インタビュー
最新作「BLAZBLUE CHRONOPHANTASMA」で,アークシステムワークスは何を目指すのか。稼働初日の秋葉原で森Pに聞いてみた
本作は,これまで4作品が制作され,いずれも高い人気を博してきた「BLAZBLUE」シリーズの最新作だ。前作「BLAZBLUE CONTINUUM SHIFT II」(コンシューマ版は「BLAZBLUE CONTINUUM SHIFT EXTEND」)から,新キャラクターの追加はもちろんのこと,各種ゲームシステムにまで手を入れるなど,シリーズを通して最大の変化が見られる本作が,いったいどんなゲームになっているのか,気になっているプレイヤーも多いはず。

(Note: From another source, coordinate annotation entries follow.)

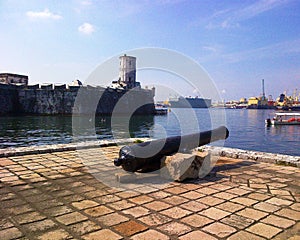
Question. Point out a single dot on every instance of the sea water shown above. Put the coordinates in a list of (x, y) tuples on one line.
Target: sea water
[(247, 129)]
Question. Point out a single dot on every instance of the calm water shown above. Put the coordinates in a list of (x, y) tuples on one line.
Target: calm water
[(247, 129)]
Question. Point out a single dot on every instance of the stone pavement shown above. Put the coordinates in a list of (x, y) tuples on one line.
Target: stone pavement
[(57, 196)]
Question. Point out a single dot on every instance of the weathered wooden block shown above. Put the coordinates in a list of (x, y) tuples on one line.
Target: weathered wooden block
[(181, 166)]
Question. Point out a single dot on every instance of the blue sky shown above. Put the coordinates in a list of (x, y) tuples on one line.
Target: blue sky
[(237, 42)]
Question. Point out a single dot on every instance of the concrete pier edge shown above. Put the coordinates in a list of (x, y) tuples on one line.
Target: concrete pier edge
[(281, 159)]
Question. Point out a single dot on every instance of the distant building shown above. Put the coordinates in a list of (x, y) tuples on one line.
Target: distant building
[(14, 79), (127, 74), (76, 82)]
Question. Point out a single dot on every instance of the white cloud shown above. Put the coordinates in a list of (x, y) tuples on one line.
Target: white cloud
[(46, 14), (86, 28), (230, 18), (86, 2), (272, 51)]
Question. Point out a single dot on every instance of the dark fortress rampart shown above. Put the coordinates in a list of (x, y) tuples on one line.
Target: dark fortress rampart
[(62, 100)]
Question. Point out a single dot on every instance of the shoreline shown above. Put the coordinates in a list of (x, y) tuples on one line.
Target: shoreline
[(235, 153)]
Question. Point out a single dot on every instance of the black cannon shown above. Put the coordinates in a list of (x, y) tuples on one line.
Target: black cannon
[(147, 156)]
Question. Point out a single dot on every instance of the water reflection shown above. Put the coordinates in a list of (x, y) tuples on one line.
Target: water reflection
[(247, 129)]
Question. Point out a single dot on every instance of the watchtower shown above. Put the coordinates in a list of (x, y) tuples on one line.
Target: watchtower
[(127, 75)]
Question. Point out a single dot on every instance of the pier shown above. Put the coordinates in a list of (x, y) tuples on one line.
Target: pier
[(50, 193)]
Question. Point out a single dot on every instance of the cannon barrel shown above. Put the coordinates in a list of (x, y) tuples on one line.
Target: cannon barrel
[(148, 155)]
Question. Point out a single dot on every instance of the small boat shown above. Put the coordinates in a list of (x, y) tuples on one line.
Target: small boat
[(161, 109), (284, 119)]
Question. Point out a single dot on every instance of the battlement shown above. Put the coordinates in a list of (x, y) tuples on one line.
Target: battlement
[(49, 99)]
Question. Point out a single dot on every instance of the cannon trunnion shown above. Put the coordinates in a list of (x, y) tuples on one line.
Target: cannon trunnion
[(147, 156)]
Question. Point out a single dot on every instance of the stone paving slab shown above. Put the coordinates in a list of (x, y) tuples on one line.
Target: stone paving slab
[(59, 195)]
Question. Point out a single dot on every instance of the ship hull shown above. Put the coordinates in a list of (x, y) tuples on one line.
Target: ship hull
[(190, 103)]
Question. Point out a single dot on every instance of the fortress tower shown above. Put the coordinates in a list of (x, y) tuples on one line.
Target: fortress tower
[(127, 75)]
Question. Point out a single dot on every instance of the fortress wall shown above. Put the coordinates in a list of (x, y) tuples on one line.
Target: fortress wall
[(81, 100), (8, 99)]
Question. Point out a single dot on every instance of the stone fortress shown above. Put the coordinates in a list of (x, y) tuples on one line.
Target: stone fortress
[(17, 97)]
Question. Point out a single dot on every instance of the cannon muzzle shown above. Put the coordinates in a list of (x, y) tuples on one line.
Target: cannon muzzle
[(147, 156)]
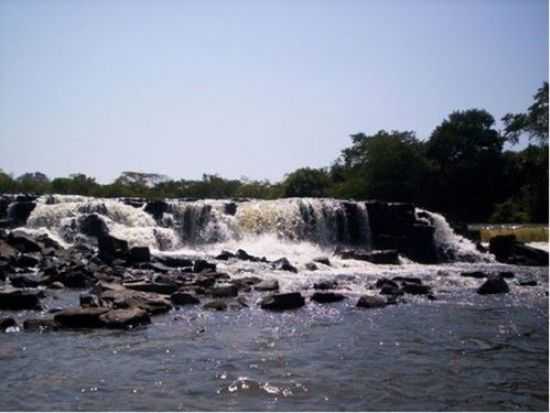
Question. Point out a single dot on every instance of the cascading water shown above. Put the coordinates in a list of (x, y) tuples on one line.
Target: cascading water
[(269, 228)]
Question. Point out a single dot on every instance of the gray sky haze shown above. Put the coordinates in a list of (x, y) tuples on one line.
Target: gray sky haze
[(248, 88)]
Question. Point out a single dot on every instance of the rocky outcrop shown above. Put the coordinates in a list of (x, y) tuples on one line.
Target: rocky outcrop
[(281, 302), (395, 226), (508, 249)]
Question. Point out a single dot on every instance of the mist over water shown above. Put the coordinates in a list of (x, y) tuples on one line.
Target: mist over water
[(462, 351)]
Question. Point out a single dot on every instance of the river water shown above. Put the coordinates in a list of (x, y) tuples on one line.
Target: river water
[(462, 351)]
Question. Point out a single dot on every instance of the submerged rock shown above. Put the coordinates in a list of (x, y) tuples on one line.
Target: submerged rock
[(495, 284), (280, 302), (327, 297), (371, 301)]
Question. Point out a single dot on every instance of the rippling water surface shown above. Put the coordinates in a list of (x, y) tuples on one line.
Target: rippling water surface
[(461, 352)]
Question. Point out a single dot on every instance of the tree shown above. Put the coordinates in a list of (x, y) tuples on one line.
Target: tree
[(534, 122), (308, 182), (385, 166), (466, 151)]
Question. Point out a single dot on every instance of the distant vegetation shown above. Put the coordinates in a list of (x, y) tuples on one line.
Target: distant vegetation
[(461, 170)]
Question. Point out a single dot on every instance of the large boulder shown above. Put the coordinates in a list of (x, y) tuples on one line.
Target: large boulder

今回4Gamerでは,稼働初日である11月21日,多くのプレイヤーが集う秋葉原のゲームセンターにて,プロデューサーである森 利道氏にじっくりと話を聞いてみた。最新作であるBLAZBLUE CHRONOPHANTASMAは何を目指し,何が変わったのか。ちょっとした脱線なども含みつつ,お届けしていこう。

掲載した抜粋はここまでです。